Monday, 15 December 2025

Essential Snobbery 101: Revisiting discretion and how we share

Opening to strangers

Considering the topic of my last blog post, the importance of discretion becomes increasingly relevant. I suspect we tend to share much more information with strangers, viewing brief encounters as fleeting and inconsequential, than we do with people we know well.

However, there are different levels of comfort with friends, colleagues, and family compared to strangers. We might overlook that any conversation, regardless of familiarity, can seem more interesting and meaningful to our interlocutors than it appears to us in the moment.

There is clearly some research and writing about why we tend to confide in strangers, the people we assume we will never see again.

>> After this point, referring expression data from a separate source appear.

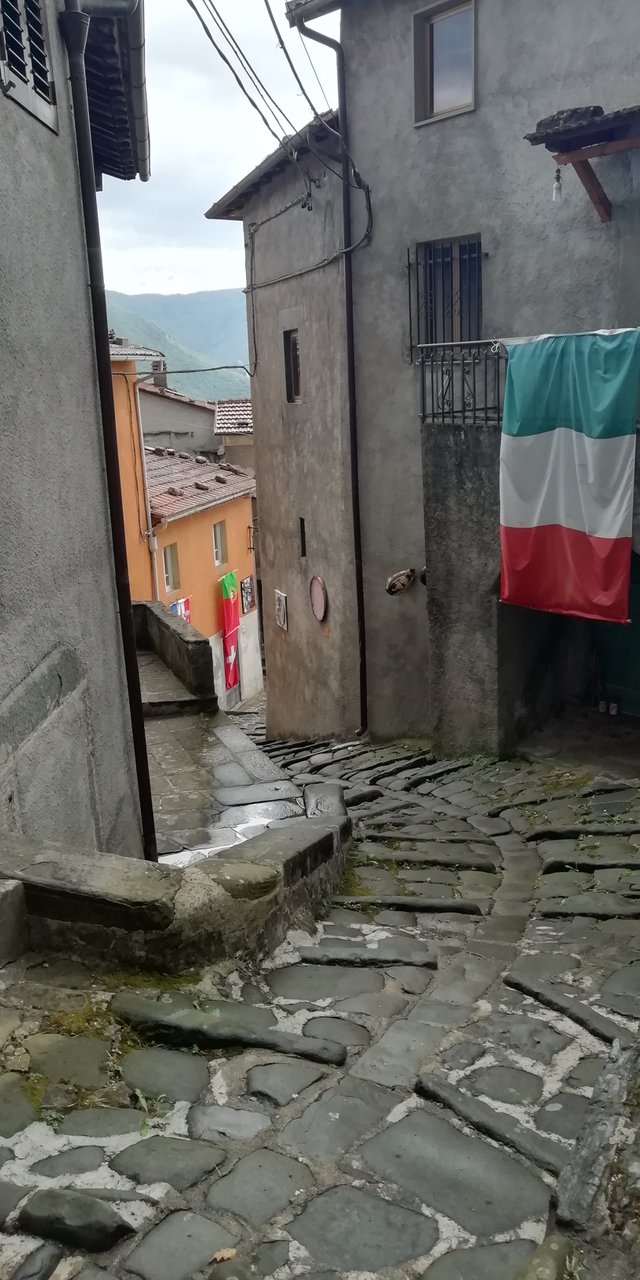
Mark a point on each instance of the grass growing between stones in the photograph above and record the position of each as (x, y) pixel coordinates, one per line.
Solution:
(33, 1087)
(90, 1019)
(352, 885)
(149, 979)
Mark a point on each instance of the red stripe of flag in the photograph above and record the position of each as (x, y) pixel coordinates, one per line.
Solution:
(566, 571)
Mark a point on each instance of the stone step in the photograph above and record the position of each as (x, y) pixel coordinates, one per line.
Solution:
(222, 1024)
(443, 905)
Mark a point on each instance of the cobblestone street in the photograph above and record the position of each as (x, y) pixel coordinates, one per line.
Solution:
(420, 1084)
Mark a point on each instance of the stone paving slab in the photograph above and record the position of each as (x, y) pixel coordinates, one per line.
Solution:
(457, 1093)
(480, 1187)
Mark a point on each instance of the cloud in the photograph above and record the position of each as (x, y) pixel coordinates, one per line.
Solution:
(205, 137)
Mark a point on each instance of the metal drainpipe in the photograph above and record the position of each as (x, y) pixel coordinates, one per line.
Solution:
(74, 28)
(151, 536)
(351, 359)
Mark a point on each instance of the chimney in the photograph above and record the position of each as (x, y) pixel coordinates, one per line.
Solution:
(159, 370)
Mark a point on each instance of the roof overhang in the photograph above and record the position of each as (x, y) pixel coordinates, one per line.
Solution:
(580, 135)
(114, 63)
(231, 205)
(307, 9)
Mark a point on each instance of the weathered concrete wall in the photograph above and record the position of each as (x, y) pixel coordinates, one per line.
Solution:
(302, 465)
(67, 769)
(238, 449)
(250, 656)
(496, 671)
(177, 424)
(545, 268)
(183, 649)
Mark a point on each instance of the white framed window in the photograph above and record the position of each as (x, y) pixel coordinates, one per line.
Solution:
(172, 572)
(24, 65)
(220, 543)
(443, 58)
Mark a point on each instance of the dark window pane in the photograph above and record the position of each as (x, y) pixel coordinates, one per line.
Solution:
(452, 73)
(292, 365)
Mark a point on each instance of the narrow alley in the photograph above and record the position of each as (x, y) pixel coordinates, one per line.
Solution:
(429, 1080)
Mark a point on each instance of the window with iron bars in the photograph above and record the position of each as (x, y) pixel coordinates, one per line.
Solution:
(449, 291)
(24, 67)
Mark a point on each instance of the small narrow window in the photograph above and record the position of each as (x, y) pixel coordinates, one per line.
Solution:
(292, 365)
(24, 69)
(220, 543)
(443, 48)
(172, 574)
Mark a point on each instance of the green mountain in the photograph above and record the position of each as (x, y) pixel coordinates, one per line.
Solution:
(195, 330)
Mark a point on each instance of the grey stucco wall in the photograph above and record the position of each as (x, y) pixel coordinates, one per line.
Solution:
(302, 467)
(547, 268)
(238, 449)
(65, 757)
(494, 671)
(177, 425)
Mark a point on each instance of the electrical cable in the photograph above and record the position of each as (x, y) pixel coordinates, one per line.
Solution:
(242, 58)
(245, 91)
(314, 69)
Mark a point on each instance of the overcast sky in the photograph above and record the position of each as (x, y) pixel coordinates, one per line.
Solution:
(205, 136)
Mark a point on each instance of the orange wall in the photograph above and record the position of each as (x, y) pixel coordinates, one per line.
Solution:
(132, 480)
(200, 576)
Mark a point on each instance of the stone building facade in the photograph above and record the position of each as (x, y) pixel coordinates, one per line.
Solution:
(67, 768)
(466, 245)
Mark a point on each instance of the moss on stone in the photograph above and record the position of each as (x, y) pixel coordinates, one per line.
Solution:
(90, 1019)
(33, 1087)
(147, 979)
(352, 885)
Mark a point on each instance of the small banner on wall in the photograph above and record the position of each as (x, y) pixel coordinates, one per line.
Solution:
(568, 440)
(231, 625)
(182, 608)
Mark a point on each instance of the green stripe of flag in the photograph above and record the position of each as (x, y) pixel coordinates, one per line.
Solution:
(583, 382)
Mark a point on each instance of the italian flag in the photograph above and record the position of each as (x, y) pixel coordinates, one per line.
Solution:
(567, 457)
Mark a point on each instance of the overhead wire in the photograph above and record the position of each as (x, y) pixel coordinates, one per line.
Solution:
(278, 114)
(220, 53)
(275, 109)
(314, 69)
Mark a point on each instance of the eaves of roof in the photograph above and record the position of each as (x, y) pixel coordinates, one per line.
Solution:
(231, 205)
(114, 60)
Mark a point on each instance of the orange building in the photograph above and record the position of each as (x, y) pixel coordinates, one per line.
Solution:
(188, 522)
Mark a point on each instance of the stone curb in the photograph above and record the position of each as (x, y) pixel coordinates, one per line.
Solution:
(150, 915)
(583, 1183)
(548, 1262)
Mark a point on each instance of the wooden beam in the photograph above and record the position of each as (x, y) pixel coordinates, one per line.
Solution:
(599, 149)
(594, 190)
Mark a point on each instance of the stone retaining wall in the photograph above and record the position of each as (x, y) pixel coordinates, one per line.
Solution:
(167, 918)
(178, 644)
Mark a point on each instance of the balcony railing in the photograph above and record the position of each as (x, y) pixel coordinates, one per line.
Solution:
(461, 383)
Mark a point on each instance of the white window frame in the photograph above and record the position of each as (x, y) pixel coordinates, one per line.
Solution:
(172, 568)
(13, 86)
(220, 552)
(424, 21)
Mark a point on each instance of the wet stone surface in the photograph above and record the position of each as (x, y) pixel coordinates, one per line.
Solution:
(260, 1187)
(442, 1101)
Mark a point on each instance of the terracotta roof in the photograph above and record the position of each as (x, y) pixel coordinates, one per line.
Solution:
(178, 397)
(181, 484)
(233, 417)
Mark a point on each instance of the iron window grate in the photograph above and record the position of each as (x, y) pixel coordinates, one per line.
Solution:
(14, 41)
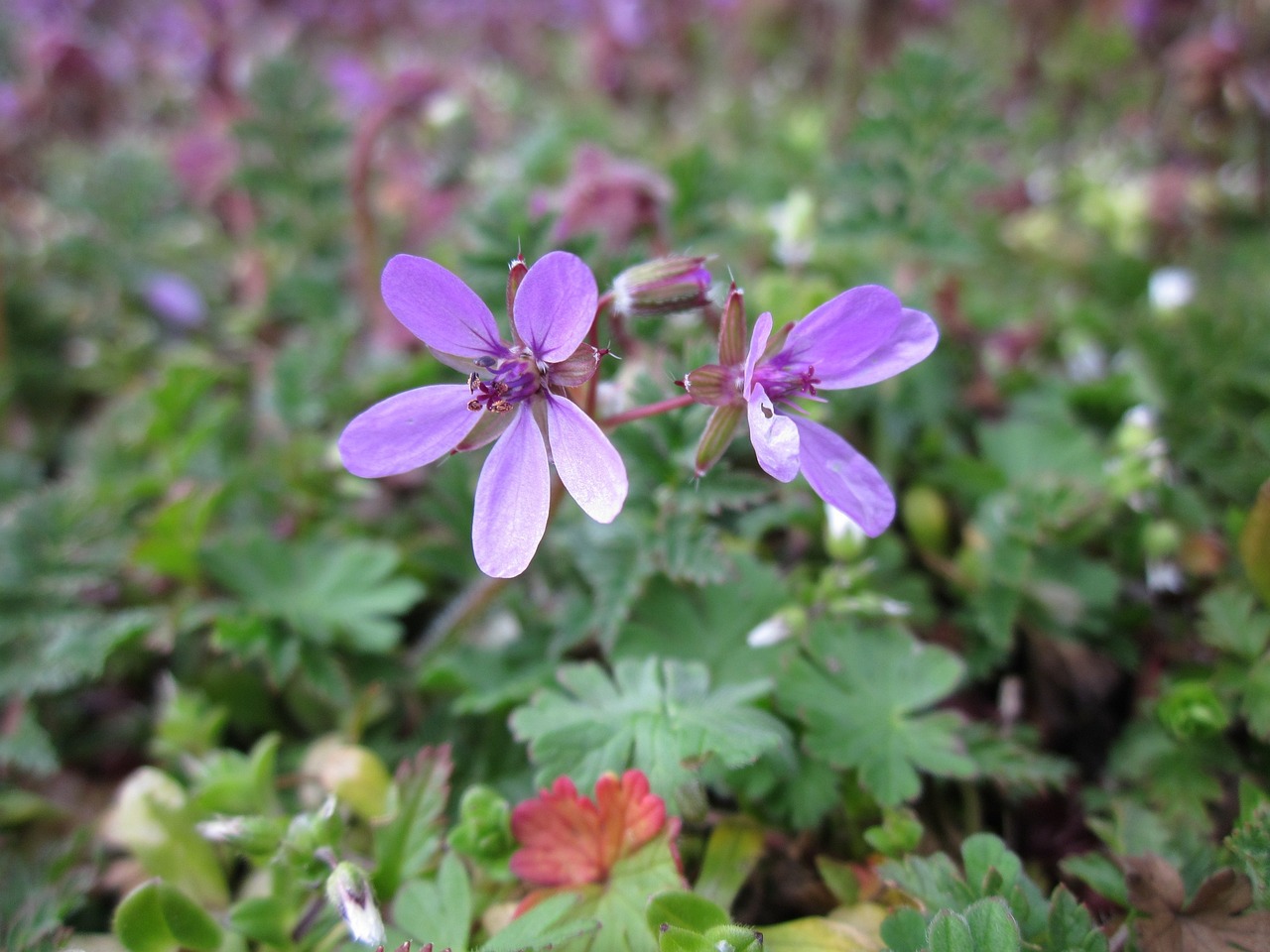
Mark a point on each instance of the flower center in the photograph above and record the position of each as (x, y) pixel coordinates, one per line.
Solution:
(785, 382)
(511, 381)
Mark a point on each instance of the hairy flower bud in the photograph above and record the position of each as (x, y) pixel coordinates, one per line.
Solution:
(662, 286)
(516, 272)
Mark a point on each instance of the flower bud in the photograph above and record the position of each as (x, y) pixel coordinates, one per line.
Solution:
(578, 367)
(484, 828)
(843, 538)
(516, 272)
(352, 774)
(926, 517)
(661, 287)
(349, 892)
(1192, 708)
(733, 333)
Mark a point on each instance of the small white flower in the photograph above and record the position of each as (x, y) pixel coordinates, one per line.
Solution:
(1170, 290)
(770, 633)
(222, 829)
(349, 892)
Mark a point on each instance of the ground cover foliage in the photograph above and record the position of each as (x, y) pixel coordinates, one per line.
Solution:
(252, 701)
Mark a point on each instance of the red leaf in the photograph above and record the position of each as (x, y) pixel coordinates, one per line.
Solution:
(568, 839)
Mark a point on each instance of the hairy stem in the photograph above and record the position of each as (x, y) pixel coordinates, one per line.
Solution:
(640, 413)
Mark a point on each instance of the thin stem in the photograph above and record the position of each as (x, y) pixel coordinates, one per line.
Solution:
(400, 103)
(589, 398)
(640, 413)
(448, 626)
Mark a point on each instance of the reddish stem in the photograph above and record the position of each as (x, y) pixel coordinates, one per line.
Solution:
(588, 402)
(639, 413)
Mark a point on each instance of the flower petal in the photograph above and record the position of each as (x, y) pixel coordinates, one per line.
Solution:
(757, 345)
(588, 465)
(407, 430)
(439, 308)
(843, 479)
(556, 304)
(513, 495)
(775, 436)
(911, 343)
(841, 333)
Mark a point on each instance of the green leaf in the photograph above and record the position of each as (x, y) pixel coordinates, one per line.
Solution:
(672, 938)
(862, 705)
(1255, 543)
(26, 746)
(951, 932)
(898, 833)
(734, 847)
(657, 716)
(1250, 843)
(157, 916)
(439, 911)
(175, 535)
(984, 855)
(405, 844)
(267, 919)
(1100, 874)
(620, 901)
(1014, 761)
(324, 590)
(1071, 927)
(905, 930)
(550, 924)
(993, 927)
(817, 933)
(685, 910)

By that assumption, one might wonder about the embarrassment that could arise if a future encounter brings an indiscretion back to mind.

Holding one’s peace

There was one such conversation I could have fully engaged in, as familiarity might have caused me to let my guard down. It concerned remuneration and rewards, though it focused on how poorly longer-term engagements were being recognised through promotions and appropriate pay.

Opposing that was the absurd situation where titles do not necessarily entitle the holders to better pay than the staff they manage. Although the discussion called for some disclosure, I chose to observe rather than contribute.

Then, the following week, everything that could be deemed absurd happened, and I was grateful not to have been overwhelmed by the urge to speak, despite having several opinions to express. It remains clear, regardless of the setting, that discretion is the better part of valour.